Jeff Zmuda, head of the department's Prisons Division, told the board last week that the logistics involved in switching the prison to state control were substantial. But for the most part, he said, the process went smoothly.
For instance, Correction Department staffers had to inventory more than 3,000 items at the prison, and the state had to hire hundreds of new workers to staff the facility. Many of those correctional officers had worked for CCA at the prison, he said.
Still, the takeover was "not without a few glitches," Zmuda said.
Pat Donaldson, chief of the department's management services division, said CCA was obligated to provide an operational phone system at the facility. The company did provide the system, but state workers spent about three days fixing it to make it work, he said.
Regarding the phones, Owen wrote that "directly prior to these concerns being raised," CCA reached out to the department to see if there were any problems and received no response.
Shane Evans, chief of the department's education, treatment and re-entry division, told the board about the alleged medication problems.
"We had some challenges with some of the conversions: availability of medication, some chronic care that wasn't occurring," Evans said. The state's health care contractor, Corizon, arranged with its pharmaceutical provider to have the medications brought in.
"They were Johnny-on-the-spot, and overnighted about $100,000 worth just to get us to the minimum amount we were supposed to have on hand," Evans said.
Another problem was missing medical records and evidence that some inmates with chronic illnesses weren't getting the regular medical care they needed, Evans said. The department has asked Corizon to go through the inmates' records to determine what needs to be done to treat them, he said.
Owen said CCA officials met with Corizon and Corizon's pharmaceutical provider about the amount of medications needed.

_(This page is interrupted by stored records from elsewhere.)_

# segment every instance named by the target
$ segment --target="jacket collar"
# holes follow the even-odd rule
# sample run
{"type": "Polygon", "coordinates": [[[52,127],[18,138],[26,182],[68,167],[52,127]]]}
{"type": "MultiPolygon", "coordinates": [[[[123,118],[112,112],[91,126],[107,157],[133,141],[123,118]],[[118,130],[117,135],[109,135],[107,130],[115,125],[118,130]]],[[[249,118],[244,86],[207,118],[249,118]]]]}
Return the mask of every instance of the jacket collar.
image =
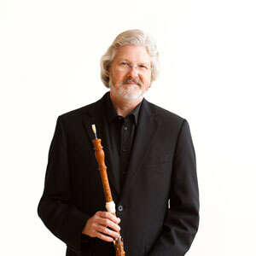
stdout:
{"type": "MultiPolygon", "coordinates": [[[[90,141],[95,138],[91,125],[95,124],[97,131],[98,138],[102,139],[102,145],[105,152],[105,162],[108,167],[108,176],[112,192],[115,193],[119,201],[129,193],[135,180],[136,173],[140,172],[141,166],[147,160],[148,152],[154,142],[154,137],[158,129],[158,121],[156,115],[152,108],[152,105],[145,98],[140,108],[140,114],[137,126],[137,132],[134,137],[133,148],[131,148],[130,163],[128,165],[127,176],[125,177],[123,188],[120,188],[119,177],[116,173],[119,170],[114,170],[117,166],[114,165],[115,160],[108,151],[109,142],[107,141],[106,129],[104,129],[102,113],[104,113],[105,104],[108,93],[89,106],[87,115],[84,117],[83,123],[88,133],[90,141]],[[114,171],[113,171],[114,170],[114,171]]],[[[93,145],[92,142],[91,144],[93,145]]]]}

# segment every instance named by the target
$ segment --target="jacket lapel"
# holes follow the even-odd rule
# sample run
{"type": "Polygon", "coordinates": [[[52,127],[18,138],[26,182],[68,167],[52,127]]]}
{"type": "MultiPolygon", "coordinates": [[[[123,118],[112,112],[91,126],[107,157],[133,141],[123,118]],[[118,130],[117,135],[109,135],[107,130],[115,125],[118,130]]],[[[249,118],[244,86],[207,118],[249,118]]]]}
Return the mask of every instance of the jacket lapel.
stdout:
{"type": "Polygon", "coordinates": [[[111,154],[111,148],[109,148],[110,142],[108,141],[107,130],[103,125],[104,100],[106,99],[106,96],[107,93],[102,98],[95,102],[93,107],[88,109],[83,123],[86,133],[91,141],[92,148],[92,139],[95,138],[95,136],[91,129],[91,125],[96,125],[97,137],[102,139],[102,145],[105,153],[105,163],[111,191],[114,200],[120,201],[129,193],[136,172],[139,172],[143,163],[147,159],[148,152],[151,148],[154,134],[158,128],[158,122],[154,113],[150,108],[149,102],[144,98],[140,109],[133,148],[131,151],[127,176],[125,179],[123,188],[120,188],[119,166],[114,164],[115,160],[113,154],[111,154]]]}
{"type": "MultiPolygon", "coordinates": [[[[91,146],[93,148],[92,140],[95,139],[94,133],[91,129],[93,124],[96,125],[97,137],[102,140],[102,145],[103,147],[105,154],[105,164],[107,166],[108,177],[109,185],[112,191],[112,195],[116,198],[120,193],[120,187],[119,183],[119,170],[116,165],[114,165],[114,159],[110,154],[108,136],[107,136],[107,127],[104,126],[104,101],[106,99],[107,93],[96,102],[95,105],[89,108],[86,116],[83,119],[83,124],[85,128],[86,133],[88,134],[90,140],[91,142],[91,146]]],[[[99,171],[98,171],[99,172],[99,171]]]]}
{"type": "Polygon", "coordinates": [[[147,160],[147,154],[152,147],[157,128],[158,122],[154,113],[151,110],[149,102],[144,98],[141,106],[133,148],[131,151],[127,176],[125,178],[124,187],[121,188],[120,201],[129,193],[136,172],[139,172],[143,163],[147,160]]]}

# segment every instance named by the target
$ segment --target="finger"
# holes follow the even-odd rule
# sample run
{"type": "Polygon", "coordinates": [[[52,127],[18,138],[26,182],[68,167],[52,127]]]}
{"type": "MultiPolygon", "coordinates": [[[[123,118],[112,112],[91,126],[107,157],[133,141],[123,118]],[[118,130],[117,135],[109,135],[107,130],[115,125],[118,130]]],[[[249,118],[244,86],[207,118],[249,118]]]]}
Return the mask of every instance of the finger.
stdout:
{"type": "Polygon", "coordinates": [[[114,222],[116,224],[119,224],[120,222],[119,218],[114,216],[113,214],[112,214],[108,212],[101,212],[100,216],[102,218],[108,218],[108,219],[112,220],[113,222],[114,222]]]}
{"type": "Polygon", "coordinates": [[[102,239],[102,240],[104,240],[106,241],[113,241],[113,239],[110,236],[105,236],[103,234],[102,234],[101,232],[98,232],[98,231],[96,231],[96,236],[102,239]]]}
{"type": "Polygon", "coordinates": [[[109,227],[115,231],[120,230],[120,226],[108,218],[99,218],[96,220],[96,222],[97,222],[97,224],[102,224],[103,226],[109,227]]]}
{"type": "Polygon", "coordinates": [[[101,224],[97,225],[96,226],[96,231],[99,231],[101,233],[103,233],[103,234],[106,234],[109,236],[112,236],[113,238],[119,238],[119,234],[110,230],[110,229],[108,229],[107,227],[105,226],[102,226],[101,224]]]}

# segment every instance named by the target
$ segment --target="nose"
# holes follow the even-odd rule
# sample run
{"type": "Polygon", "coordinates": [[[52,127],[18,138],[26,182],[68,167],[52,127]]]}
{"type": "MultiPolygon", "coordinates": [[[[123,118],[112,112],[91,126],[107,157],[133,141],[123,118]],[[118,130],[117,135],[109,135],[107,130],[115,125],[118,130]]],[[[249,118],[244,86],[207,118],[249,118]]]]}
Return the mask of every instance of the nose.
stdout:
{"type": "Polygon", "coordinates": [[[129,74],[131,78],[137,78],[137,77],[138,77],[138,72],[137,72],[137,67],[136,67],[136,66],[131,66],[131,67],[130,67],[128,74],[129,74]]]}

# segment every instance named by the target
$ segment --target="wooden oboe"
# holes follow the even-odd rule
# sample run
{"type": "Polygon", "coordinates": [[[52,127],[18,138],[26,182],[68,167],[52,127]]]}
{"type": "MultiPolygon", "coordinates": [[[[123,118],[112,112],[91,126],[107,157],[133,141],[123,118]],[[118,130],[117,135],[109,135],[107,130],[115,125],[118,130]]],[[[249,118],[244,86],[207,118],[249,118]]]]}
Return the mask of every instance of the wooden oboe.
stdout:
{"type": "MultiPolygon", "coordinates": [[[[94,144],[95,157],[98,163],[98,169],[101,172],[101,178],[103,185],[105,198],[106,198],[106,208],[108,212],[111,212],[113,215],[115,214],[115,204],[112,198],[111,189],[108,183],[107,166],[105,165],[105,154],[103,151],[103,147],[102,146],[102,140],[97,138],[96,130],[95,125],[91,125],[92,131],[95,134],[95,139],[92,140],[94,144]]],[[[113,240],[113,246],[116,252],[116,256],[125,256],[124,250],[124,243],[121,236],[119,238],[113,240]]]]}

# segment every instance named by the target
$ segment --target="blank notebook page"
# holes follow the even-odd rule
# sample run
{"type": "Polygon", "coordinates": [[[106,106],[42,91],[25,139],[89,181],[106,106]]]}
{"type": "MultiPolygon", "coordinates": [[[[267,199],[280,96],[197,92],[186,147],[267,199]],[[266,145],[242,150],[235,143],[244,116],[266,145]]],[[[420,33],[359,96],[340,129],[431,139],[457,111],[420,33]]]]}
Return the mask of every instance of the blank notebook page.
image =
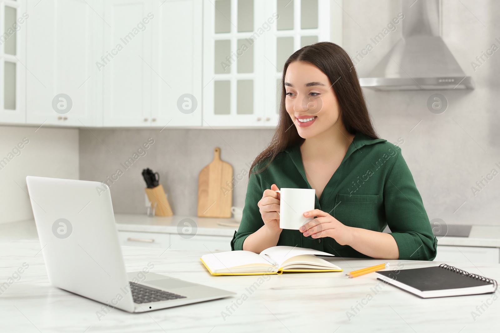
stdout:
{"type": "Polygon", "coordinates": [[[250,264],[270,265],[269,262],[250,251],[234,251],[204,255],[203,261],[212,270],[228,269],[250,264]]]}

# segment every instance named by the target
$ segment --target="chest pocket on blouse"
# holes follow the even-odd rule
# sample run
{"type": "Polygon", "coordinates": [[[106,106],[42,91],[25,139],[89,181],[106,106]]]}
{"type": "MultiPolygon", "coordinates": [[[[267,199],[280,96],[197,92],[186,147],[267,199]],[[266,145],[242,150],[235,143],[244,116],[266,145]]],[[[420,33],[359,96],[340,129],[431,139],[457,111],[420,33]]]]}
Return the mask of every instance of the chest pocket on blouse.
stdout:
{"type": "Polygon", "coordinates": [[[378,231],[378,195],[337,194],[334,217],[349,227],[378,231]]]}

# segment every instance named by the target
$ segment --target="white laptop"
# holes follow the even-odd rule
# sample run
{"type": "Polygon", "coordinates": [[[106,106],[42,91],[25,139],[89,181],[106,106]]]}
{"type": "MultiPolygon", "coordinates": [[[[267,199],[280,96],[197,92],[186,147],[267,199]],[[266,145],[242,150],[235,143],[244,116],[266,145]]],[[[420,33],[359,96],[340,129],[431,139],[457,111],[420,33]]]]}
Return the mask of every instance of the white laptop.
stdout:
{"type": "Polygon", "coordinates": [[[26,182],[54,286],[104,303],[108,309],[129,312],[236,295],[150,272],[154,265],[147,259],[144,268],[126,273],[106,184],[30,176],[26,182]]]}

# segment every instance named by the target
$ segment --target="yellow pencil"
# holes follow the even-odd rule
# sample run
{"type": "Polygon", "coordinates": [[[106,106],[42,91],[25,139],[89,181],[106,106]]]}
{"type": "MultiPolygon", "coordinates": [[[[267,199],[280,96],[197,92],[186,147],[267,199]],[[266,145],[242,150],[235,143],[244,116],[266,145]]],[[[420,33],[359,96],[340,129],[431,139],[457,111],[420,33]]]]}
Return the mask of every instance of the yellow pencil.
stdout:
{"type": "Polygon", "coordinates": [[[372,269],[374,268],[376,268],[376,267],[384,267],[386,265],[388,264],[388,263],[385,263],[384,264],[380,264],[380,265],[376,265],[374,266],[371,266],[370,267],[367,267],[366,268],[362,268],[361,269],[356,270],[356,271],[352,271],[352,272],[350,272],[346,274],[346,275],[350,275],[350,274],[353,274],[354,273],[360,273],[361,272],[362,272],[363,271],[366,271],[366,270],[371,270],[371,269],[372,269]]]}
{"type": "Polygon", "coordinates": [[[364,275],[364,274],[368,274],[368,273],[371,273],[374,272],[376,272],[377,271],[380,271],[380,270],[383,270],[384,268],[387,268],[388,267],[389,263],[385,263],[384,264],[380,264],[380,265],[377,265],[374,266],[372,266],[371,267],[367,267],[366,268],[358,270],[357,271],[353,271],[352,272],[349,272],[349,274],[346,275],[348,275],[350,278],[355,278],[360,275],[364,275]]]}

"CCA conducted an inventory with Corizon and determined that there was an adequate supply of medication available at the time of transition," Owen wrote. "What's more, CCA's average monthly cost for medication at the facility was below $100,000, so IDOC's figure for what we assume are identical medications is far in excess of what an eight-day supply would cost."
Correction Department spokesman Jeff Ray said the agency is still conducting its assessment of the issues, and will reach out to CCA once that assessment is over.